Christian Brauner <christian@...uner.io> wrote:

> So from reading the patch I got the impression that superblock mount
> options passed via fsconfig() are passed as strings like "ro" and are
> translated into approriate objects (e.g. flags etc.) by the kernel.

I'm having second throughts about that - at least for "ro": that one is
particularly problematic as it governs how source devices are opened.  I'm
kind of tempted to pass that as a flag to fsopen().

What I'd like to do in btrfs, ext4, etc. is open blockdevs as I get the
parameters that enumerate them - but I have to hold the looked-up paths till
the validate/get_tree stage so that I know the final ro/rw state before I can
do the opening.

> That seems like a future proof mechanism to extend mount options for
> userspace without having to worry about exceeding any integer types in the
> future. Maybe this would make sense for non-superblock options as well?

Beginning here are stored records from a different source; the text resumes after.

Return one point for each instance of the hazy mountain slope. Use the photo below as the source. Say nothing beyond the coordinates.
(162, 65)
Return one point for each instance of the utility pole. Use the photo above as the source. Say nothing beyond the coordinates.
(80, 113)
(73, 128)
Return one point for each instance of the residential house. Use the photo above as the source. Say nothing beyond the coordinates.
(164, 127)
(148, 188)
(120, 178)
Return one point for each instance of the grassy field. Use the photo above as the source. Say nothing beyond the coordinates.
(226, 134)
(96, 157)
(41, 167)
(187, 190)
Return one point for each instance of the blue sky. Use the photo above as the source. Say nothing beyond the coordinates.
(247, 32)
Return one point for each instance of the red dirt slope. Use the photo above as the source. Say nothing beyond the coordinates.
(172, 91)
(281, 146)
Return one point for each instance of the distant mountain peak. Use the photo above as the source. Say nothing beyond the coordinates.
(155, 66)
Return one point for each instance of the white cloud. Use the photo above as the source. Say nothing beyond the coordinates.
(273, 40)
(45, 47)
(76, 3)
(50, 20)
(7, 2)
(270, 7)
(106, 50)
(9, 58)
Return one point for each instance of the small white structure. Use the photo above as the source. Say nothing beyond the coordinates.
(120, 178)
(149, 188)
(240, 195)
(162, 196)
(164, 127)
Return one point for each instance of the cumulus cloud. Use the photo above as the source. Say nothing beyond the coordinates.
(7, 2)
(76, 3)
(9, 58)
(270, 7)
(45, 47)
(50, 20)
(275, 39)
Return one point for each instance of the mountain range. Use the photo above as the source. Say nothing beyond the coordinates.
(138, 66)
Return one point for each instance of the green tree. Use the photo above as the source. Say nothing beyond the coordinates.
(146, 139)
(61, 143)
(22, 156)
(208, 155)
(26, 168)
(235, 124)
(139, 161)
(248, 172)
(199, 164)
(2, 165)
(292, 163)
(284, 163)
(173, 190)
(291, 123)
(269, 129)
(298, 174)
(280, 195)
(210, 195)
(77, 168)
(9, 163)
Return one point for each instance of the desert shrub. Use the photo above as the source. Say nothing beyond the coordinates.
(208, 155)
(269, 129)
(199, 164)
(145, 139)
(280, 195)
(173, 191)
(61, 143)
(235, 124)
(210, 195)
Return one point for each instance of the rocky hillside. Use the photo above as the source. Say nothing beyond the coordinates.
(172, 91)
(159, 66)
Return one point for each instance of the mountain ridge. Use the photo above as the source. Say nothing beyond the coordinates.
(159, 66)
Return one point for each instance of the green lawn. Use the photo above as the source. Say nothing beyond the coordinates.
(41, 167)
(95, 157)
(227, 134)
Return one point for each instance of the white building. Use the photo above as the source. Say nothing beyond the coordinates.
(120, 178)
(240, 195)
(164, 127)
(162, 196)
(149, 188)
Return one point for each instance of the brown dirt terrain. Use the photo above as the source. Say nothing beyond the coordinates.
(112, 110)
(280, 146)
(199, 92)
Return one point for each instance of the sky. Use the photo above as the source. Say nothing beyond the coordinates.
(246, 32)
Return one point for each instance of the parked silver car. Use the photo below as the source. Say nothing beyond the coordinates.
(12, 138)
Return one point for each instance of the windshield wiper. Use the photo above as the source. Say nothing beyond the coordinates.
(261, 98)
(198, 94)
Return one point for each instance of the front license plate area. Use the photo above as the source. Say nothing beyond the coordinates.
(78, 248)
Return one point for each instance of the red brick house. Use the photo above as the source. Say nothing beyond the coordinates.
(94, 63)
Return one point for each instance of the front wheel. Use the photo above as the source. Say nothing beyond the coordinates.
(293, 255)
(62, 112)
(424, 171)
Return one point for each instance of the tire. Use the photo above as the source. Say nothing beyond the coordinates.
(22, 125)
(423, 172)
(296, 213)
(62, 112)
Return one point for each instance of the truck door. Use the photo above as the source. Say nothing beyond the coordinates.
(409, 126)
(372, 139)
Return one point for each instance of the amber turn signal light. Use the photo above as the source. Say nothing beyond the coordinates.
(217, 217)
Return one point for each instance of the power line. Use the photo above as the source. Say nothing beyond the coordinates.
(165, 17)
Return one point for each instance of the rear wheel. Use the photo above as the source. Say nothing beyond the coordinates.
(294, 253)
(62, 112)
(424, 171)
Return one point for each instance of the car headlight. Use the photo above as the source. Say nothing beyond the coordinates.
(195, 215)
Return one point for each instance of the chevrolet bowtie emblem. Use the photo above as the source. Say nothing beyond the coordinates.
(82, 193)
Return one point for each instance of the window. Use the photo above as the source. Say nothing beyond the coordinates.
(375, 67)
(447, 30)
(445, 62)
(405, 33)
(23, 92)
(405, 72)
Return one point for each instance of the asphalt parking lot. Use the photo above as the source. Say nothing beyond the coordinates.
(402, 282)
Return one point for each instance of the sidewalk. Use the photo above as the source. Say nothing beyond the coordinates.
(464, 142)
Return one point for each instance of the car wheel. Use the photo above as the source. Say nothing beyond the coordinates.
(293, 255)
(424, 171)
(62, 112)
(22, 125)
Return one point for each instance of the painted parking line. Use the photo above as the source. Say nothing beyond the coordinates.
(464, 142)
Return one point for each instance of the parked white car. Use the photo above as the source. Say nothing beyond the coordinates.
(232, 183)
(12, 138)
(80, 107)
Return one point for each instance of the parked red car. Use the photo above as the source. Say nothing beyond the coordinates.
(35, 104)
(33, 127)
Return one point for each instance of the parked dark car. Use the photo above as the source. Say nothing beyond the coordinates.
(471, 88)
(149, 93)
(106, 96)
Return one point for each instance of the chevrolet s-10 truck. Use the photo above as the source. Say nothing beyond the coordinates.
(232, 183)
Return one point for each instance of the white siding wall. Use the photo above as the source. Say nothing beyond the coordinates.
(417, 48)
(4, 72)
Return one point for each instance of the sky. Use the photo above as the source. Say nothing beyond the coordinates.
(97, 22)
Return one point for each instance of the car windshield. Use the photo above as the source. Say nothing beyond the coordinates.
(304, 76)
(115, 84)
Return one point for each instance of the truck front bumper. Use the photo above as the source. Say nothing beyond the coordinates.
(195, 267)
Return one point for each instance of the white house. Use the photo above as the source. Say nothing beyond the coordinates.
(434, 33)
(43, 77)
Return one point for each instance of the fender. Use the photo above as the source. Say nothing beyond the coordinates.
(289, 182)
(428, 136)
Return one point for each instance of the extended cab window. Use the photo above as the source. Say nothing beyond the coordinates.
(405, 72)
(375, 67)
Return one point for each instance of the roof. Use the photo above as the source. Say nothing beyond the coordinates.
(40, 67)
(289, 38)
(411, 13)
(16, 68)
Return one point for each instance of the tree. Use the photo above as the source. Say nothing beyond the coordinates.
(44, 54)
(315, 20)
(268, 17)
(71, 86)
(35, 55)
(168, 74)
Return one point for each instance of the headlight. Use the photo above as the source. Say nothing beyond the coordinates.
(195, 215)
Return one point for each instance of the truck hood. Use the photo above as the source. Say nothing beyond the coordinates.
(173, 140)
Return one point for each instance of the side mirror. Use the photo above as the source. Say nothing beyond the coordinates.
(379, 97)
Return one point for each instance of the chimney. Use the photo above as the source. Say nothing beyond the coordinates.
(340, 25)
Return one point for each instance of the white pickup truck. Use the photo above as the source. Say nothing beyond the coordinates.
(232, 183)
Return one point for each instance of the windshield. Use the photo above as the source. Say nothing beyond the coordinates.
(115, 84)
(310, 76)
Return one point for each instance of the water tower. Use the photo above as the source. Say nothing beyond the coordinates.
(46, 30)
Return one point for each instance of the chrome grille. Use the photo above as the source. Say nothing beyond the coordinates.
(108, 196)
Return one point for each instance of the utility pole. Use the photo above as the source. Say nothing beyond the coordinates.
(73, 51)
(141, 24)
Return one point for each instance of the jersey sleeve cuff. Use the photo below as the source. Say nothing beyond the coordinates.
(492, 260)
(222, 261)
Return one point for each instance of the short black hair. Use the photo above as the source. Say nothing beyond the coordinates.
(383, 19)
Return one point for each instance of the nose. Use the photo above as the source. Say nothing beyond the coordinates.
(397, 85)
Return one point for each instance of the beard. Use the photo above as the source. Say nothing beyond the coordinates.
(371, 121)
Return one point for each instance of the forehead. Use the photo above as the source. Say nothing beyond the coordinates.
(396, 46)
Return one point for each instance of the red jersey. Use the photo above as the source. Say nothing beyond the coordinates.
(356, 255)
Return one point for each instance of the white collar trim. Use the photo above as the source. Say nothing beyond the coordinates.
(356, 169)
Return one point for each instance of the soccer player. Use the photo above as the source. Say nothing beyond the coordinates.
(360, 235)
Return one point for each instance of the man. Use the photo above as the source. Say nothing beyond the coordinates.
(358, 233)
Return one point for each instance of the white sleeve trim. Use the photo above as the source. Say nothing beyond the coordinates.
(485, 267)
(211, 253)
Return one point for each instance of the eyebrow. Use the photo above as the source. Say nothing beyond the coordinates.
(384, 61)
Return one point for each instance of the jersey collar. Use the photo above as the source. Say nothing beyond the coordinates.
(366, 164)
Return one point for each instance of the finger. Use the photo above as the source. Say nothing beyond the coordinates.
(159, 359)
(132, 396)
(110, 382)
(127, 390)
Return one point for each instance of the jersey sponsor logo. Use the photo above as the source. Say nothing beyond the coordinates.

I
> can see that this is less performant that checking flags and string parsing
> is a thing that is not particularly nice but it would be one option to solve
> the running out of flags problem.

Al disliked the idea of setting up a separate context to define the mount
options.

> > 	mount_setattr(int dfd, const char *path, unsigned int atflags,
> > 		      unsigned int attr_values,
> > 		      unsigned int attr_mask);
> 
> If we go with the flag arguments wouldn't it make sense to use a larger
> integer type?

You can't - at least not directly through syscall args.  They are 32-bit on a
32-bit system.

> > where atflags can potentially include AT_RECURSIVE.
> 
> Very much in favor of having this operate recursively!

It gets complicated with propagation.